This study was an institutional review board–approved, retrospective chart review of the electronic medical record at St. Joseph’s Hospital and Medical Center, a 600-bed tertiary care facility and level 1 trauma center in Phoenix, Arizona.

Inclusion and Exclusion Criteria

Adult patients admitted between July 1, 2018, and June 30, 2019, were eligible for study inclusion. Patients were required to have ≥1 positive blood culture within 24 hours of hospital admission and serum procalcitonin testing within 48 hours of the initial blood draw. Patients with a single blood culture positive for common skin contaminants (eg, Corynebacterium spp., Bacillus spp., and coagulase-negative staphylococci with the exception of Staphylococcus lugdenensis) were excluded.

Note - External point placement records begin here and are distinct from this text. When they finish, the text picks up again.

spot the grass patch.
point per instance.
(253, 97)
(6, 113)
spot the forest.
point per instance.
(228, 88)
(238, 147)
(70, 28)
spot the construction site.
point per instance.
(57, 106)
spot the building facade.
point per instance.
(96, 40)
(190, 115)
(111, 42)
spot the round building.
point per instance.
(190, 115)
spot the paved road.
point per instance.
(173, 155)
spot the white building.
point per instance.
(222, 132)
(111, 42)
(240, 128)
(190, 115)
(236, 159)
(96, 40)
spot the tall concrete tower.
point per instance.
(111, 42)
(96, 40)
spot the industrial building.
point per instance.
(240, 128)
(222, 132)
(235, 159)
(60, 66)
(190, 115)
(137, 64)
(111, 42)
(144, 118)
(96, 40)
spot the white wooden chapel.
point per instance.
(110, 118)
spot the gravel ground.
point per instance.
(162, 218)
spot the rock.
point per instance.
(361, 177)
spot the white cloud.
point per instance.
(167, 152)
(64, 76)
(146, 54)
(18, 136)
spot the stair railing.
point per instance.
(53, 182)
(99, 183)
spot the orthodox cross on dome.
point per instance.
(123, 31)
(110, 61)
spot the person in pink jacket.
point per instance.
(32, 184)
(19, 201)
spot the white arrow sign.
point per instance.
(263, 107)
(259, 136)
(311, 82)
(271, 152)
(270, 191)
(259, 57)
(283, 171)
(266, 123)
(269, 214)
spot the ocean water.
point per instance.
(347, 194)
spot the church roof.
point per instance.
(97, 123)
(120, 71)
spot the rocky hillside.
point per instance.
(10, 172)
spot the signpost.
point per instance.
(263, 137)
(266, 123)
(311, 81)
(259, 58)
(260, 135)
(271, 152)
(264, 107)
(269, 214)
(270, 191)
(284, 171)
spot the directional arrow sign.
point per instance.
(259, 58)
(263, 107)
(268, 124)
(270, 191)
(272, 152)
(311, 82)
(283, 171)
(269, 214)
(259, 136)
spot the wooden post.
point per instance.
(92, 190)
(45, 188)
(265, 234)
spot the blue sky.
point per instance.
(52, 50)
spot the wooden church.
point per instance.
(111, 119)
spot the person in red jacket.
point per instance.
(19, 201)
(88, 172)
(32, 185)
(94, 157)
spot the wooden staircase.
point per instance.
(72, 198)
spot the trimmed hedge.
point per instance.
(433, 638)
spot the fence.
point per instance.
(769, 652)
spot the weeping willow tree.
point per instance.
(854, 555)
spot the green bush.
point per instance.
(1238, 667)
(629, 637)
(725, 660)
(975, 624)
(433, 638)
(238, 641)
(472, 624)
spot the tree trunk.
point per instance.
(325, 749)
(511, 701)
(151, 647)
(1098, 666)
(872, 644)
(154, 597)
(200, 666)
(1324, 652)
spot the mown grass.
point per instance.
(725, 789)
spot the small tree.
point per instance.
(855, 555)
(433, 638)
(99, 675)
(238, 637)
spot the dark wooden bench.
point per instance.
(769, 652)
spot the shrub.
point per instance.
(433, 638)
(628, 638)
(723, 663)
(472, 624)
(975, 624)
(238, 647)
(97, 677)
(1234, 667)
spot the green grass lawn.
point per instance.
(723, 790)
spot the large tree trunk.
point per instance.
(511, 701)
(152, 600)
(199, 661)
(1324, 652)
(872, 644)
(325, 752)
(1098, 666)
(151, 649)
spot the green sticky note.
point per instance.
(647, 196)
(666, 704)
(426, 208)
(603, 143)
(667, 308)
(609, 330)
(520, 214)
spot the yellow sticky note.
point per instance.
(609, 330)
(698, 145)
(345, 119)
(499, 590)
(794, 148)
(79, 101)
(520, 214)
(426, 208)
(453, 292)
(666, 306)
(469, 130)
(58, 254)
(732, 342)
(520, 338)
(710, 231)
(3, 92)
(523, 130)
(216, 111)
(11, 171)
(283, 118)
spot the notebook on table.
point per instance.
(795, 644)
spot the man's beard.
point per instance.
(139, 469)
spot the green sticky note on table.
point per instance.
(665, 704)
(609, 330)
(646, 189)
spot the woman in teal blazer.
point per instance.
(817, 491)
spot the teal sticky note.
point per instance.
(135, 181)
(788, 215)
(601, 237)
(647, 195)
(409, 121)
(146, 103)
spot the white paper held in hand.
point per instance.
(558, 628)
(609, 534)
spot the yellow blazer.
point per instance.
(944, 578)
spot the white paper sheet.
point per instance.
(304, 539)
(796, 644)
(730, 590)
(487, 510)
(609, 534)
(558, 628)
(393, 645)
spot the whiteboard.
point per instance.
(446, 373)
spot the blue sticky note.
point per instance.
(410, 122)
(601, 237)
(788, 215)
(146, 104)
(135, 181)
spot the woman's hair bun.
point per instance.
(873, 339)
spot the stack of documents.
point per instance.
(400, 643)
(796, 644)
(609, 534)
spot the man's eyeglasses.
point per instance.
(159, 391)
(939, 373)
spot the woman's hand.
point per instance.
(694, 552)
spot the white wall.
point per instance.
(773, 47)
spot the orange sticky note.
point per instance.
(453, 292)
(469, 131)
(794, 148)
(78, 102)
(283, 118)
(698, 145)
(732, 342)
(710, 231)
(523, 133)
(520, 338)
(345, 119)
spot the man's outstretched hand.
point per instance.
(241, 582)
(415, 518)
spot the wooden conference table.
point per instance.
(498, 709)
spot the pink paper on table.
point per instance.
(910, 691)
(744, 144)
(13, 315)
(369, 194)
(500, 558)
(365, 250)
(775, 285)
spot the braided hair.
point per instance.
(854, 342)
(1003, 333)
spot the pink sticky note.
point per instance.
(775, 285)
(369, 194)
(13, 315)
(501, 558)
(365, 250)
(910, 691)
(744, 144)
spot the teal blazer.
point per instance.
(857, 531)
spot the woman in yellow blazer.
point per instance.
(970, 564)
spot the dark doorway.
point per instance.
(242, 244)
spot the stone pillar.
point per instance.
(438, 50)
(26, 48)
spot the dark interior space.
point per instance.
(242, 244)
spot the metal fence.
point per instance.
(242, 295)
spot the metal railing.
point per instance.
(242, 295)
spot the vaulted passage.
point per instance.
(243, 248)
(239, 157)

Data Collection and Laboratory Diagnostics

For each patient, data were collected regarding demographics, medical comorbidities, initial infection severity (based on initial intensive care unit [ICU] disposition and/or receipt of vasopressor therapy within 24 hours of presentation), culture and sensitivity results of bacterial cultures, and select outcome measures. These included systemic inflammatory response syndrome (SIRS) criteria (highest value within 24 hours of the initial blood culture), as well as ESR and CRP values, when available. Procalcitonin measurements were performed in-house using the Architect Brahms PCT assay (Abbott, Abbott Park, IL, USA) as part of routine care. At the study facility, initial procalcitonin testing was recommended within institutional guidelines for suspected lower respiratory infections only; however, the ordering of procalcitonin was unrestricted and could be utilized with any patient by provider discretion.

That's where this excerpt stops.